Evolving complexity of MIF signaling

Abstract

Macrophage migration inhibitory factor (MIF) is a cytokine expressed in various cell types, including hematopoietic, epithelial, endothelial, mesenchymal and neuronal cells. Altered MIF expression has been associated with a multitude of diseases ranging from inflammatory disorders like sepsis, lupus and rheumatoid arthritis to organ pathologies such as heart failure, myocardial infarction, acute kidney injury, organ fibrosis and a number of malignancies. The implication of MIF in these diseases was supported by numerous animal studies. MIF acts in an autocrine and paracrine manner via binding and activating the receptors CD74/CD44, CXCR2, CXCR4 and CXCR7. Upon receptor binding, several downstream signaling pathways were shown to be activated in vivo, including ERK1/2, AMPK and AKT. Expression of MIF receptors is not uniform in various cells, resulting in differential responses to MIF across various tissues and pathologies. Within cells, MIF can directly bind and interact with intracellular proteins, such as the constitutive photomorphogenic-9 (COP9) signalosome subunit 5 (CSN5), p53 or thioredoxin-interacting protein (TXNIP). D-dopachrome tautomerase (D-DT or MIF-2) was recognized to be a structural and functional homolog of MIF, which could exert overlapping effects, raising further the complexity of canonical MIF signaling pathways. Here, we provide an overview of the expression and regulation of MIF, D-DT and their receptors. We also discuss the downstream signaling pathways regulated by MIF/D-DT and their pathological roles in different tissue, particularly in the heart and the kidney.

Introduction

Macrophage migration inhibitory factor (MIF) was definitively cloned and described as a factor amplifying the systemic inflammatory response to endotoxin treatment in 1993 [1]. Since then, MIF has been shown to play a crucial role in mediating resistance to different pathogens [[2], [3], [4], [5]] and driving various types of immune and autoimmune diseases [6,7]. MIF was also shown to be up-regulated in numerous types of malignancies and its expression correlates with the disease progression [8]. MIF exerts its biological functions in an autocrine and paracrine way [[9], [10], [11], [12], [13]] via the receptors CD74, CXCR2, CXCR4, and CXCR7 [[14], [15], [16]]. Upon MIF binding, CD74 does not induce signaling alone but requires the recruitment of CD44 or CXCR receptors [17]. There are several possible complexes formed between these receptors, including CD74/CD44 [[17], [18], [19]], CD74/CXCR2 [15], CD74/CXCR4 [20] and CD74/CXCR4/CXCR7 [16]. Up till now, it is not completely clear whether CD44 is also involved in the receptor complexes of CD74 with the CXCRs. Evidence for the induction of MIF signaling solely via CXCR7 was reported recently [21]. Tissue specific expression of MIF receptors and co-receptors (i.e. CD44) determine the tissue responsiveness to MIF. Recently, the vestigial enzyme D-dopachrome tautomerase (D-DT) was recognized as a structural and functional MIF homolog, bringing to life the concept of a “MIF cytokine family” [22,23].

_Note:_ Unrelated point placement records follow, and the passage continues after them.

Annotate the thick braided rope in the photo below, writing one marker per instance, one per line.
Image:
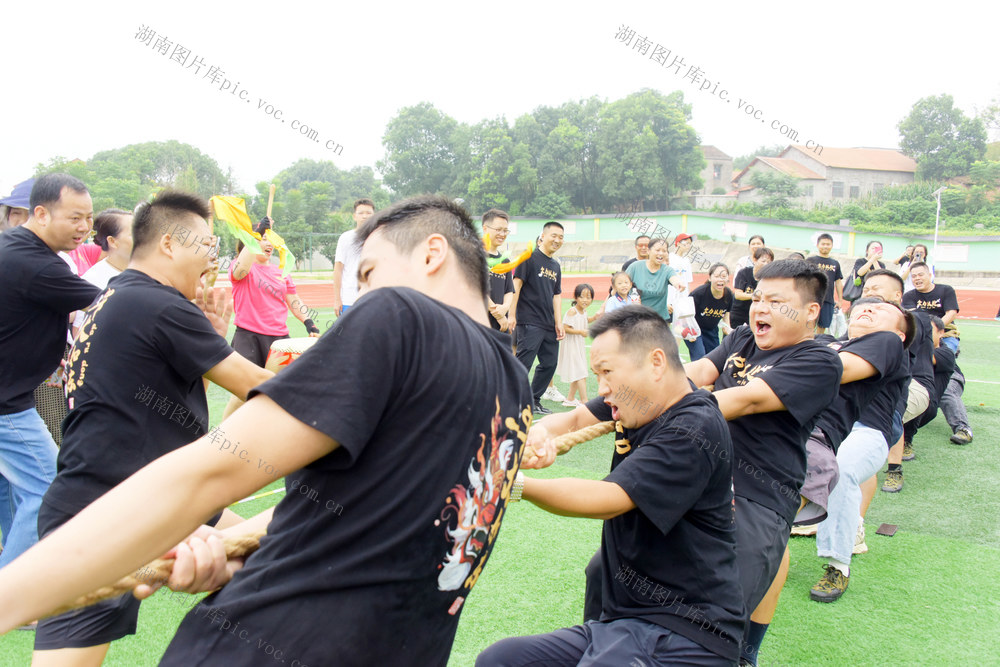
(566, 442)
(158, 571)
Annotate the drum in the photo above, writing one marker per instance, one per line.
(285, 351)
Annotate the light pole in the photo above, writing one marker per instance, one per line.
(937, 216)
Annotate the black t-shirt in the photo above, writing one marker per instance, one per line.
(501, 284)
(770, 447)
(943, 368)
(672, 560)
(831, 268)
(883, 350)
(39, 292)
(542, 280)
(375, 547)
(744, 282)
(938, 301)
(708, 309)
(134, 385)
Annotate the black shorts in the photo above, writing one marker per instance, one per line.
(254, 346)
(825, 315)
(97, 624)
(761, 536)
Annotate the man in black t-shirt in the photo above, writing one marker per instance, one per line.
(135, 391)
(668, 544)
(641, 251)
(537, 311)
(398, 469)
(772, 381)
(934, 299)
(834, 279)
(496, 227)
(39, 294)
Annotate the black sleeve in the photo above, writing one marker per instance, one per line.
(949, 300)
(350, 411)
(187, 341)
(803, 379)
(665, 477)
(61, 290)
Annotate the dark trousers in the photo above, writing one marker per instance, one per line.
(538, 341)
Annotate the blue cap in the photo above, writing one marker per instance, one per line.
(20, 196)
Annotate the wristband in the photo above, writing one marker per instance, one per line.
(517, 488)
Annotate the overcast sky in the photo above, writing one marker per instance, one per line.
(77, 80)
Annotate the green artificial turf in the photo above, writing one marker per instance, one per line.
(921, 597)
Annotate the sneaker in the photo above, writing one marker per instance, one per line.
(962, 436)
(553, 394)
(830, 587)
(805, 531)
(893, 481)
(908, 454)
(859, 540)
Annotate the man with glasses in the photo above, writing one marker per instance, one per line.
(496, 227)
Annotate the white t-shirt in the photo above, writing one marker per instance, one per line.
(350, 256)
(99, 274)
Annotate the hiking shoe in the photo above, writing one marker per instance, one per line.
(805, 531)
(553, 394)
(893, 481)
(908, 454)
(830, 587)
(859, 540)
(962, 436)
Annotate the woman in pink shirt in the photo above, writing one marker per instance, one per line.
(262, 299)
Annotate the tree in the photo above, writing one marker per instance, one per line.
(941, 138)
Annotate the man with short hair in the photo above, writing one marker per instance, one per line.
(421, 487)
(39, 293)
(536, 313)
(346, 258)
(834, 280)
(136, 391)
(496, 227)
(668, 559)
(641, 251)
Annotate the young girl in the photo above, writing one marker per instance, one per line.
(622, 293)
(572, 366)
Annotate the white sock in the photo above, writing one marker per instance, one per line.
(845, 568)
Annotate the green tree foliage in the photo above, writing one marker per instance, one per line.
(943, 140)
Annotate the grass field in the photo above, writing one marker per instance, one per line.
(921, 597)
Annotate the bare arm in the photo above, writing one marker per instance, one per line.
(161, 505)
(592, 499)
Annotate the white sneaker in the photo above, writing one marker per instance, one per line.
(859, 540)
(553, 394)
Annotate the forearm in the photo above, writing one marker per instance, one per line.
(591, 499)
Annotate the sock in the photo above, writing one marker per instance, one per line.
(845, 568)
(751, 641)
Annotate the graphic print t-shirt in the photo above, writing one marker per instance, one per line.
(375, 547)
(708, 309)
(39, 293)
(134, 387)
(937, 302)
(831, 268)
(542, 280)
(673, 559)
(770, 447)
(883, 350)
(501, 284)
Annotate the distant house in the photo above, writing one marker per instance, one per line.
(835, 175)
(717, 175)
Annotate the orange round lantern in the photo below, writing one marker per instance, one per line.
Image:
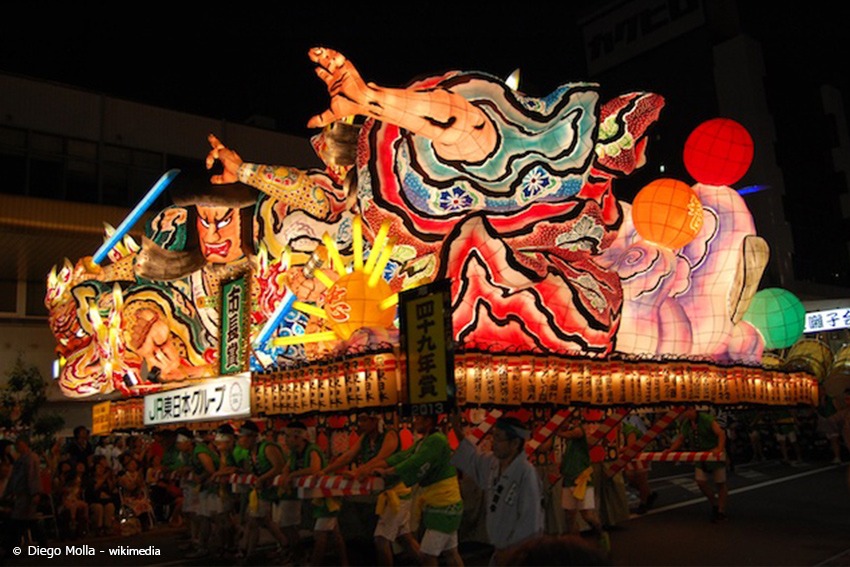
(718, 152)
(667, 212)
(352, 304)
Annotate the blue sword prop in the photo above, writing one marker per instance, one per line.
(135, 215)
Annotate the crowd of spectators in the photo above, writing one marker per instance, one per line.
(111, 486)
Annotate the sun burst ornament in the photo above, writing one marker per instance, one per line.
(358, 298)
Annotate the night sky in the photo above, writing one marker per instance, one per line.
(232, 64)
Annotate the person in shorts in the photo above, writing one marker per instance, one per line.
(374, 444)
(305, 459)
(577, 494)
(436, 499)
(266, 464)
(701, 432)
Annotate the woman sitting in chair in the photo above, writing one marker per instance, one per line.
(101, 494)
(134, 493)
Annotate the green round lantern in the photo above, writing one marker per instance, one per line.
(778, 315)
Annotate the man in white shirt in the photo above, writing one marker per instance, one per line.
(512, 487)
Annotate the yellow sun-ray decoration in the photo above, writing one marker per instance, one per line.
(358, 298)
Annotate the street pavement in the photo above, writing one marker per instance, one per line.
(779, 515)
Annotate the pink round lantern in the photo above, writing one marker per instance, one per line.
(718, 152)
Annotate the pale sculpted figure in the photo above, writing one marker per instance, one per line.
(458, 129)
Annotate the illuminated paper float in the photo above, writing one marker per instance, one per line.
(560, 293)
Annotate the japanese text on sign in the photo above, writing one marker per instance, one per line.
(233, 310)
(426, 330)
(217, 399)
(819, 321)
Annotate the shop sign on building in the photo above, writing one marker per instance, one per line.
(101, 422)
(220, 398)
(234, 328)
(426, 339)
(828, 320)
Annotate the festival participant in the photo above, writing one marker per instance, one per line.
(101, 496)
(226, 524)
(436, 499)
(637, 472)
(577, 494)
(373, 446)
(701, 432)
(80, 448)
(307, 459)
(511, 484)
(266, 463)
(192, 475)
(24, 490)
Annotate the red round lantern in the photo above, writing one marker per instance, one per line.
(718, 152)
(667, 212)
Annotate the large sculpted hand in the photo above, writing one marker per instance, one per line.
(458, 129)
(229, 159)
(349, 93)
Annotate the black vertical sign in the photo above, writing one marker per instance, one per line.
(425, 319)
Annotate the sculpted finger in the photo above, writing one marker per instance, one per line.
(324, 75)
(321, 120)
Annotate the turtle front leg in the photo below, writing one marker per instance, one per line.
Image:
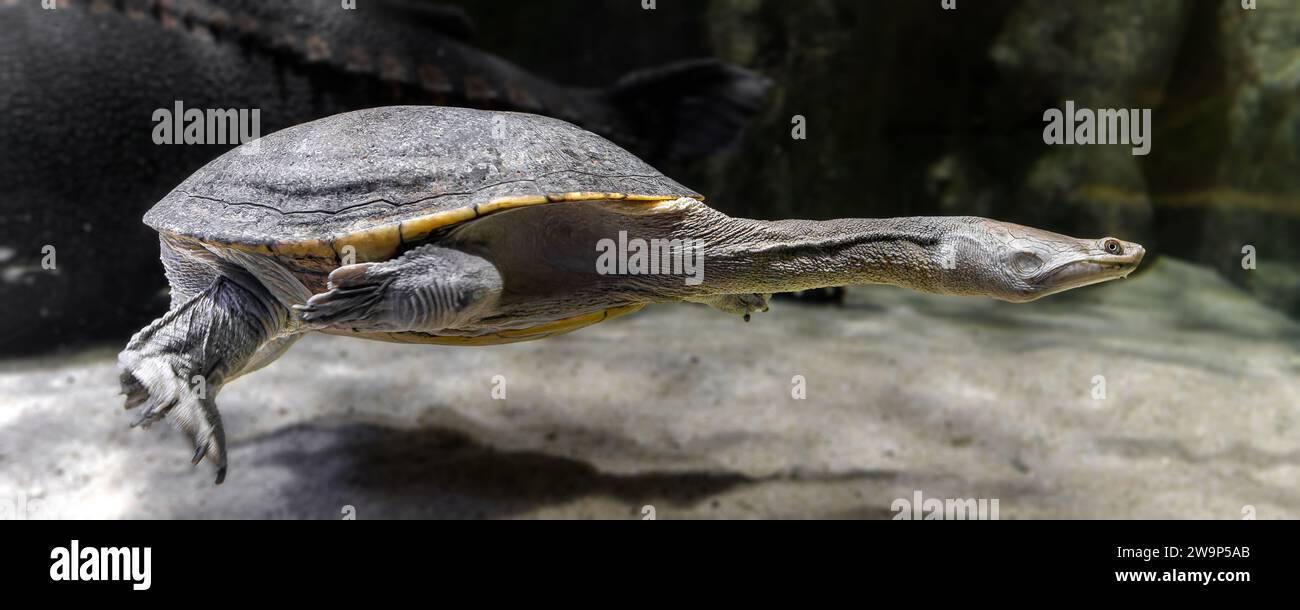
(427, 289)
(178, 363)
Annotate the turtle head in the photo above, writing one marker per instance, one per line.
(1019, 263)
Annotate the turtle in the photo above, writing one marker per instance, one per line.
(466, 228)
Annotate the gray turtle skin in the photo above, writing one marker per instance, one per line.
(443, 225)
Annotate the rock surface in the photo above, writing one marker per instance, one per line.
(690, 411)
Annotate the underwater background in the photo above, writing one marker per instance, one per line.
(910, 109)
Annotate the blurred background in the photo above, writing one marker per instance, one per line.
(910, 109)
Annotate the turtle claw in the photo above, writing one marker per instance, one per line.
(740, 305)
(152, 384)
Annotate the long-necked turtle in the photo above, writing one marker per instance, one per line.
(445, 225)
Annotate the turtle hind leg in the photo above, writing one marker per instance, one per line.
(427, 289)
(177, 364)
(739, 305)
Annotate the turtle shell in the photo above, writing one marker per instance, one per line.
(380, 178)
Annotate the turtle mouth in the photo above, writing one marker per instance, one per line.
(1092, 269)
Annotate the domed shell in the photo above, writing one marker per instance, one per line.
(382, 177)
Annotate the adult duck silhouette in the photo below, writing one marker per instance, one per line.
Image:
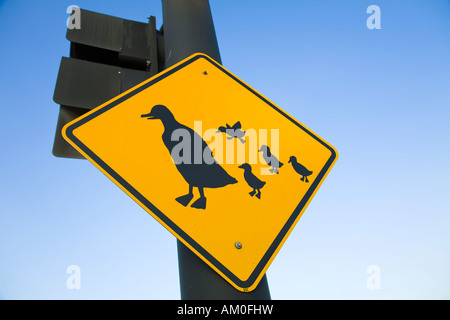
(195, 170)
(300, 169)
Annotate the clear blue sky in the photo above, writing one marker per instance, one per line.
(381, 97)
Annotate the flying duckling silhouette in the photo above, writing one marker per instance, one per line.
(199, 173)
(270, 159)
(233, 132)
(252, 180)
(301, 170)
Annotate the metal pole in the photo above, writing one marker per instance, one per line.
(188, 29)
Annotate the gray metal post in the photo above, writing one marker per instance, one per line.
(188, 29)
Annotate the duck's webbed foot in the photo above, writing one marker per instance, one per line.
(200, 203)
(184, 200)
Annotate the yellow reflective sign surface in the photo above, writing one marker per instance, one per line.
(216, 163)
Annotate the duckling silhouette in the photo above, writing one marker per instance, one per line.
(301, 170)
(233, 132)
(270, 159)
(199, 173)
(252, 180)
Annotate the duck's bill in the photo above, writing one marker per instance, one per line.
(148, 116)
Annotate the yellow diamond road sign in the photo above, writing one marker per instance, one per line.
(216, 163)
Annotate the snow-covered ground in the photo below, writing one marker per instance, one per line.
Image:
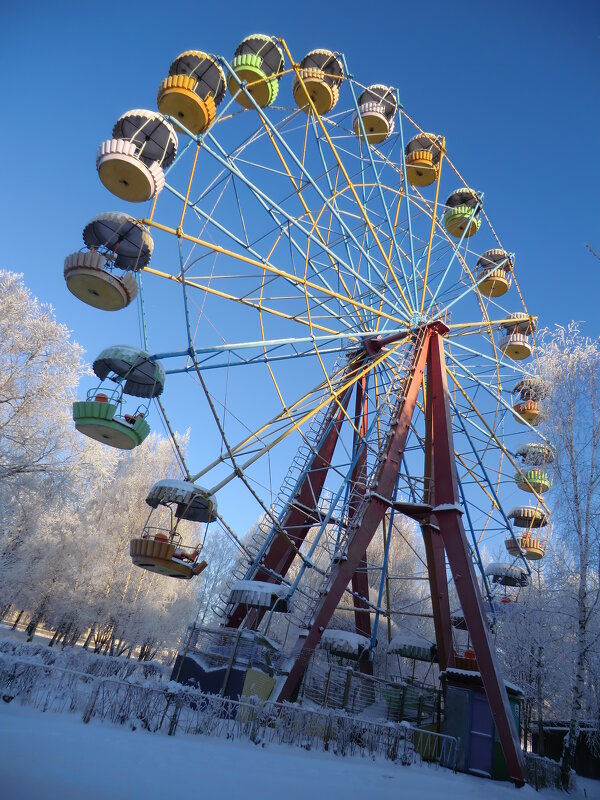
(56, 756)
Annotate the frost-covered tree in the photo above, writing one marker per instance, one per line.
(43, 460)
(39, 369)
(570, 363)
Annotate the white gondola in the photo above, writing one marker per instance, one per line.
(131, 164)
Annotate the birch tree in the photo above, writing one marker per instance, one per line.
(571, 365)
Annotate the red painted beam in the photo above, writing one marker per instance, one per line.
(449, 517)
(299, 518)
(434, 546)
(361, 530)
(360, 579)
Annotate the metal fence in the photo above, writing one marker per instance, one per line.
(176, 708)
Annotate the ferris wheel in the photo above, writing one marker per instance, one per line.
(315, 274)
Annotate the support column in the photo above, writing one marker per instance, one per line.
(448, 513)
(434, 545)
(360, 579)
(302, 514)
(363, 528)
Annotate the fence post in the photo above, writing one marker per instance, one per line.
(175, 716)
(347, 689)
(89, 710)
(328, 683)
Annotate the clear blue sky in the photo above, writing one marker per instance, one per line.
(513, 86)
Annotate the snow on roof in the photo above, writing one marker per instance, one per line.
(344, 641)
(475, 677)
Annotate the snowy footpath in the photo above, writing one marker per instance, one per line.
(56, 756)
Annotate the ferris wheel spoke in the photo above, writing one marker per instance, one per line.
(266, 121)
(299, 193)
(269, 204)
(495, 395)
(391, 227)
(223, 229)
(494, 437)
(290, 277)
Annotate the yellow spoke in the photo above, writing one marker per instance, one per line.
(269, 267)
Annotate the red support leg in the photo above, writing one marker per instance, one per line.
(301, 516)
(434, 546)
(449, 516)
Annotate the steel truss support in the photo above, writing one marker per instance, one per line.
(360, 579)
(448, 514)
(302, 514)
(444, 534)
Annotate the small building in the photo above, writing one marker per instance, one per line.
(468, 717)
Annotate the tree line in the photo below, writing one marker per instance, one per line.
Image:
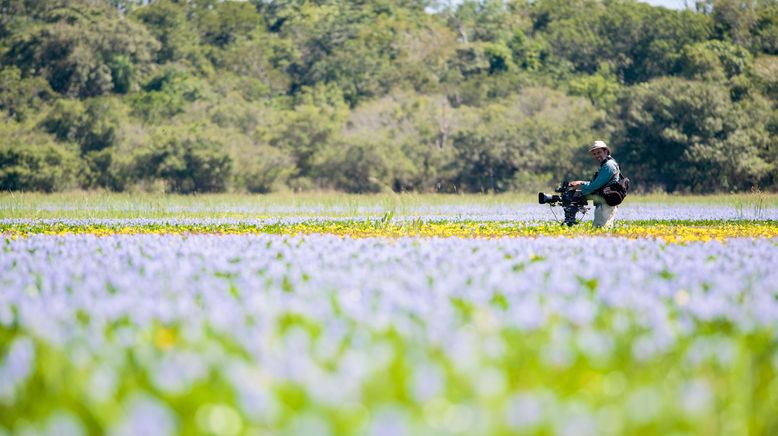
(374, 95)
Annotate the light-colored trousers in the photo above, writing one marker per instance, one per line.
(604, 215)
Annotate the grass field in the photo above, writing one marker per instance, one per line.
(111, 205)
(331, 314)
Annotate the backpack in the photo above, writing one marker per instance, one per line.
(614, 192)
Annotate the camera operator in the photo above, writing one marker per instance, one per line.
(592, 190)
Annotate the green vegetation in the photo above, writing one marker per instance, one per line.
(378, 96)
(78, 205)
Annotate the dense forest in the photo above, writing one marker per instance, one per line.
(374, 95)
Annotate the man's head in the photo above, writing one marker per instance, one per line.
(599, 150)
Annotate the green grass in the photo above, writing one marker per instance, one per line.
(113, 205)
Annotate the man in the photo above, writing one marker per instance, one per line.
(609, 170)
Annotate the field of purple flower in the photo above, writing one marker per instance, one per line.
(319, 334)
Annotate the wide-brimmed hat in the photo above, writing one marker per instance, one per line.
(599, 144)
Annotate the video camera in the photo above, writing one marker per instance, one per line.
(572, 202)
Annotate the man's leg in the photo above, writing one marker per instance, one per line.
(604, 215)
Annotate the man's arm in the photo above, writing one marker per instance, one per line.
(603, 177)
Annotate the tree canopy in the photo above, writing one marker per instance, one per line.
(374, 95)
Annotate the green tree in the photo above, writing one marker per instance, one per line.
(19, 96)
(690, 136)
(76, 44)
(186, 164)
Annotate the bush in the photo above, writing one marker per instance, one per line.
(186, 165)
(47, 168)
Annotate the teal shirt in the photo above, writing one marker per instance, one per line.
(608, 170)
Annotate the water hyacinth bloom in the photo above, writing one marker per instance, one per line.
(323, 334)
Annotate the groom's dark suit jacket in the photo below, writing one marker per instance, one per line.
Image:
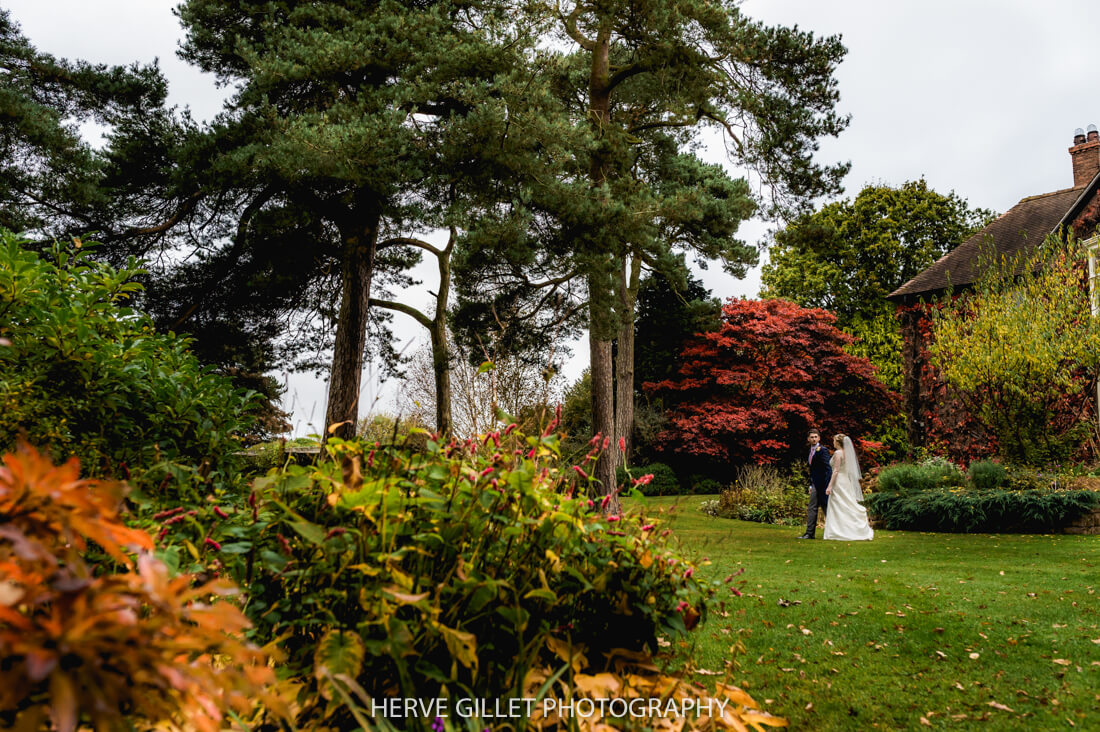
(821, 472)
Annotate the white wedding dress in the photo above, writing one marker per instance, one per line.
(846, 517)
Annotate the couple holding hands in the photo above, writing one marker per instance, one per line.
(835, 489)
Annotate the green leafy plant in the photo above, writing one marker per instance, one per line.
(453, 570)
(906, 477)
(85, 374)
(990, 511)
(761, 493)
(987, 476)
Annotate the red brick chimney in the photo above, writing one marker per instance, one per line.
(1086, 155)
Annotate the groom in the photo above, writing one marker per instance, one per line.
(820, 474)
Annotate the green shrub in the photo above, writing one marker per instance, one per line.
(762, 494)
(987, 476)
(455, 571)
(943, 471)
(908, 478)
(710, 507)
(1027, 479)
(705, 485)
(788, 507)
(664, 481)
(84, 374)
(992, 511)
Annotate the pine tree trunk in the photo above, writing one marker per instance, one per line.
(628, 279)
(342, 408)
(603, 386)
(603, 411)
(440, 348)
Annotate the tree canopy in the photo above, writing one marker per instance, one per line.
(1022, 349)
(749, 392)
(849, 254)
(52, 181)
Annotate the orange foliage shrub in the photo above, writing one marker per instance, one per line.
(110, 649)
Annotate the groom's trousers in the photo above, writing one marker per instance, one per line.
(817, 500)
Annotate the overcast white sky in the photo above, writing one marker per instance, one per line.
(980, 97)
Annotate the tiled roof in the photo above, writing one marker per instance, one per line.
(1022, 227)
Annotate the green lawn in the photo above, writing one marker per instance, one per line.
(912, 629)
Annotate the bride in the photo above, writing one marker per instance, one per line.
(846, 519)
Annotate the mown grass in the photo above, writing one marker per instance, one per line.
(910, 631)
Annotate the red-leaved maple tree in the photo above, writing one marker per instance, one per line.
(749, 392)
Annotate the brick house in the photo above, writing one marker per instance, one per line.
(932, 417)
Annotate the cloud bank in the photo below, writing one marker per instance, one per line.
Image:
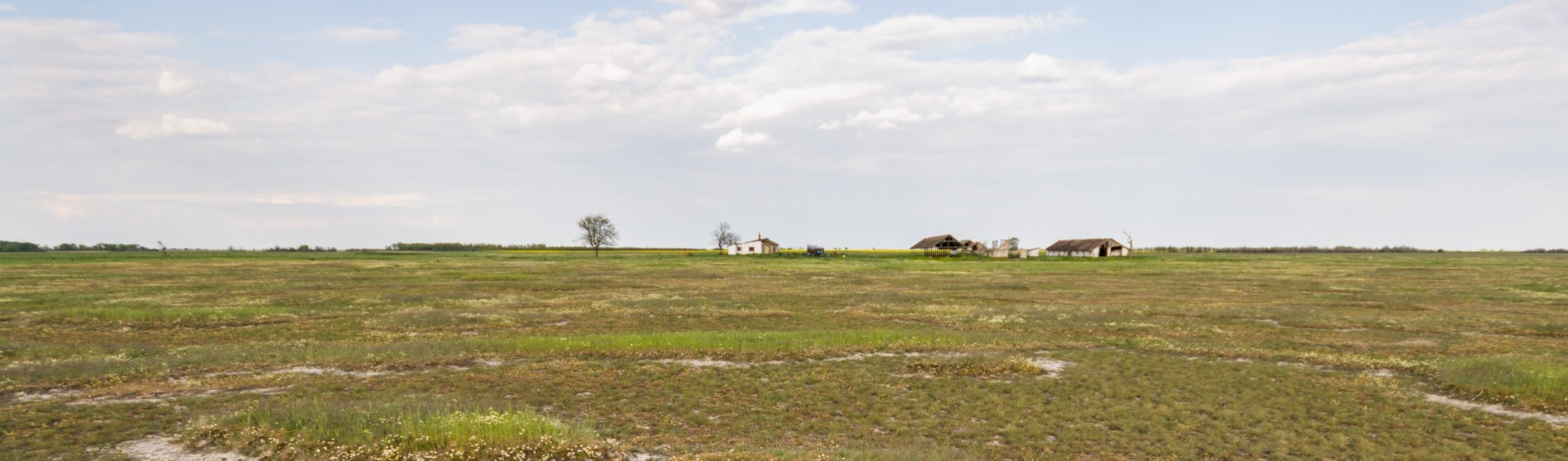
(1376, 142)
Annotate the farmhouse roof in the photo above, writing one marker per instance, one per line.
(935, 240)
(759, 239)
(1081, 245)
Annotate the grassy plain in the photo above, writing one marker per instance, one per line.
(867, 356)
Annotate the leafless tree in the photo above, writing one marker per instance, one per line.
(598, 231)
(723, 235)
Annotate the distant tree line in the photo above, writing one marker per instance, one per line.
(101, 247)
(460, 247)
(297, 248)
(1286, 250)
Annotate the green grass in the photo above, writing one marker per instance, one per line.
(877, 355)
(1539, 381)
(408, 424)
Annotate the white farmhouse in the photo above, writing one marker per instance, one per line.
(755, 247)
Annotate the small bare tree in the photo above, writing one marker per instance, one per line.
(598, 231)
(723, 235)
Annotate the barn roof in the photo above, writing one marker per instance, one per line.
(1081, 245)
(935, 242)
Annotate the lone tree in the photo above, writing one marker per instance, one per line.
(723, 235)
(598, 231)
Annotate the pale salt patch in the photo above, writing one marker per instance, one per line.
(861, 356)
(160, 449)
(703, 363)
(1498, 410)
(1052, 367)
(165, 397)
(314, 371)
(51, 394)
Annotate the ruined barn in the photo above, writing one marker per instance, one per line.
(1087, 248)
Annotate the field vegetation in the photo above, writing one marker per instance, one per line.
(867, 355)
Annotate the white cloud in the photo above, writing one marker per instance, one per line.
(789, 101)
(380, 200)
(360, 35)
(169, 83)
(888, 118)
(1040, 68)
(288, 200)
(738, 140)
(173, 126)
(932, 32)
(795, 6)
(600, 74)
(533, 112)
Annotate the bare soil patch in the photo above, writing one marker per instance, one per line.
(162, 449)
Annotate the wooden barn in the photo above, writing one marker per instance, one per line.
(755, 247)
(1087, 248)
(944, 242)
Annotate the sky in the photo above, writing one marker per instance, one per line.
(835, 123)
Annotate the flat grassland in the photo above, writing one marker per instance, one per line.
(867, 356)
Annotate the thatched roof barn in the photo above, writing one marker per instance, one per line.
(940, 242)
(1087, 248)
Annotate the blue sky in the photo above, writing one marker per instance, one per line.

In the first part of this review, we provide a general overview of the structure of MIF protein, regulation of MIF gene transcription in different cell types and summarize the published data on D-DT. In the second part, we give an overview of the MIF and D-DT receptors, their intracellular interacting partners and the downstream signaling pathways. In the third part, we summarize the data about tissue-specific effects of MIF and D-DT signaling by taking the heart and the kidney as two examples. The important roles of MIF in (auto)inflammatory and malignant diseases were summarized in a number of excellent review articles [[24], [25], [26], [27]]. Here, we focus on the less well-understood and yet underappreciated roles of MIF signaling.